Die Nacht verlief ziemlich ruhig, außer dass Adam viel am Handy war. Das störte mich grundsätzlich nicht, da ich es von Nadine damals gewohnt war. Apropos Nadine, ich frage mich manchmal schon wie es ihr momentan so geht. Ich frage mich, ob sie mich noch immer so abstoßend findet. Ich frage mich, ob mit ihrer Familie alles so geklappt hat, wie sie es immer wollte. Und ja ich frage mich, ob sie in einer Beziehung ist. Ich bin mittlerweile über sie hinweg. Ich hatte eigentlich ziemlich schnell mit ihr abgeschlossen, weil ich sowieso wusste, dass es weder mir noch sonst irgendwem etwas bringt. Victoria hat mir da auch ziemlich geholfen und mir gezeigt, dass Nadine eigentlich nur ein kleiner Crush gewesen ist und definitiv keine Liebe. Sie meinte, Liebe fühlt sich anders an. Liebe lässt einen Dinge tun und auch sagen, die man sonst niemals tun würde. Liebe ist die Bedürfnisse eines anderen über seine eigenen zu stellen. Und damit hatte sie einfach recht.

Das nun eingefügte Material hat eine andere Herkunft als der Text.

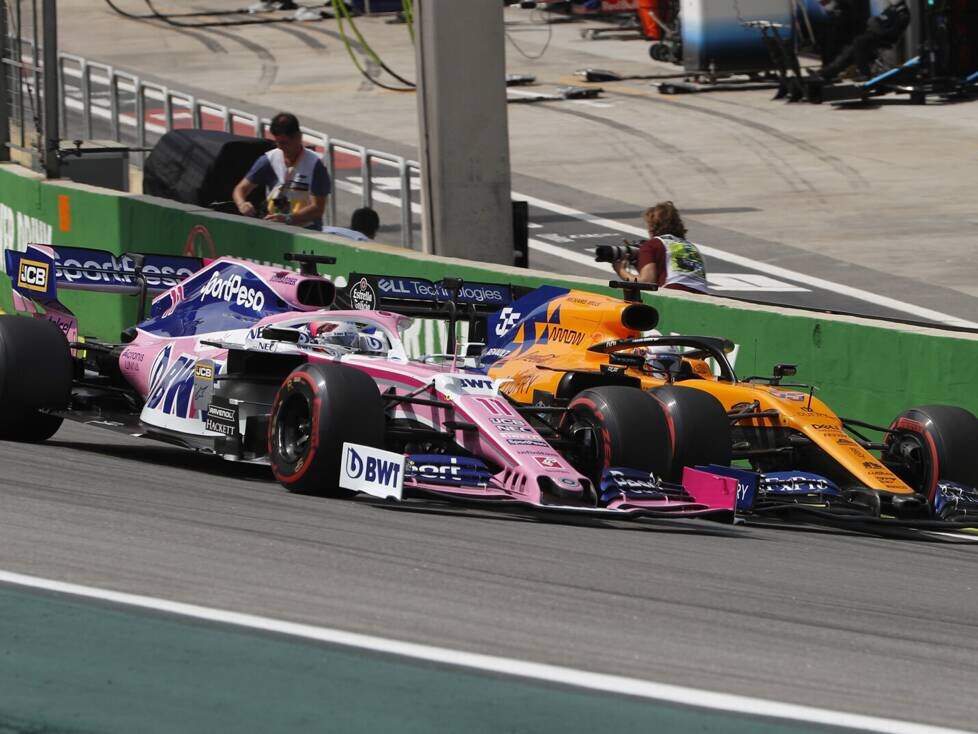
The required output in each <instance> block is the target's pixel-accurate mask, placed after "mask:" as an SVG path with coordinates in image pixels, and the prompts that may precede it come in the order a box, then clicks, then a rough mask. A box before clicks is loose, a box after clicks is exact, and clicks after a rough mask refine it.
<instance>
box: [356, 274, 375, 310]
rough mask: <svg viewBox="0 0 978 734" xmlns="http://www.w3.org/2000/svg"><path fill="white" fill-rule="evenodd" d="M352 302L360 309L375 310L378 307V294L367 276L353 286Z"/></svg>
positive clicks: (359, 309)
mask: <svg viewBox="0 0 978 734" xmlns="http://www.w3.org/2000/svg"><path fill="white" fill-rule="evenodd" d="M350 304H351V305H352V306H353V308H355V309H356V310H358V311H373V310H374V309H375V308H376V307H377V294H376V293H374V289H373V288H372V287H371V286H370V283H368V282H367V279H366V278H360V282H358V283H357V284H356V285H354V286H351V288H350Z"/></svg>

Ich hatte absolut keine Ahnung, was wir heute machen werden, allerdings weiß ich, dass Adam sich mit diesem finnischen Jungen treffen wird. Ich meine eigentlich könnten Aaron und Caleb nichts dagegen sagen, dass er ihn trifft, weil Adam ist bereits über 18. Aaron und Caleb meinten, sie wollen sich die Stadt ansehen, allerdings interessieren mich persönlich eher die Berge und der kleine Wald, den man von unserem Zimmerfenster aus sehen konnte. Ich mochte die Natur. Ich hätte mich Ewigkeiten in der Natur aufhalten können. Im Heim sind wir jedes Wochenende einen Tag lang wandern gegangen und das war immer unglaublich. Ich war eine der einzigen, die sich jedes Mal darauf gefreut hatte. Irgendwann, als ich etwa 12 war, wurde das abgeschafft, weil immer wieder der Kinder Freude daran hatten. Jedenfalls gingen Aaron, Caleb und ich zuerst ein wenig durch die Stadt und dann durch den kleinen Wald. Es war relativ kalt, aber dennoch wunderschön. Adam meinte, er wollte einfach im Hotel bleiben und den Tag in Ruhe genießen. Ja er hatte seine Väter angelogen mit seinem Tagesplan, aber nur, weil er Angst vor ihrer Reaktion hatte. Nachdem Adam immerhin erzählt hatte, dass sie nicht begeistert wären hielt ich mich ebenfalls zurück. Außerdem wäre es unglaublich respektlos Adam gegenüber.

Ein paar Stunden später:
Ich ging ein wenig durch die Straßen und Gassen und sah mich um. Es gab nicht wirklich viel interessantes zu sehen, nachdem mich die Gebäude nicht wirklich interessierten und die Leute kein anderes Verhalten hatten. Ich kam langsam aber sicher in der Innenstadt an, welche einige Restaurants und Gastgärten zu bieten hatte. Die Stimmung hier war unglaublich gut. Die Leute waren gut drauf, unterhielten sich und manche von ihnen tranken ein bisschen was. Mein Blick schweifte über die Menge und dann entdeckte ich ihn. Adam. Ihm gegenüber saß ein blonder Junge mit ziemlich blasser Haut. Das was ich von ihm erkennen konnte, sah aber ziemlich gut aus. Also für einen jungen Mann. Ich ging zu ihnen rüber und begrüßte meinen Bruder. Ihm schien das Ganze ziemlich unangenehm zu sein, weshalb er mich am Handgelenk packte und von dem Tisch wegzerrte. "Adam ganz ruhig. Ich mach ja schon nichts." "Was willst du hier?" "Aaron und Caleb wollten noch in der Stadt herumgehen, aber ich wollte nicht. Deshalb bin ich hier und habe dich zufällig gefunden." "Warte... wie die beiden wollen in die Stadt?" "Nicht in die Innenstadt. Diese langweiligen Gebäude an den Grenzübergängen. Also keine Sorge." Er schien ziemlich erleichtert zu sein, was nicht sehr viel Sinn machte, nachdem er diesen Jungen auch einfach hier hätte treffen können.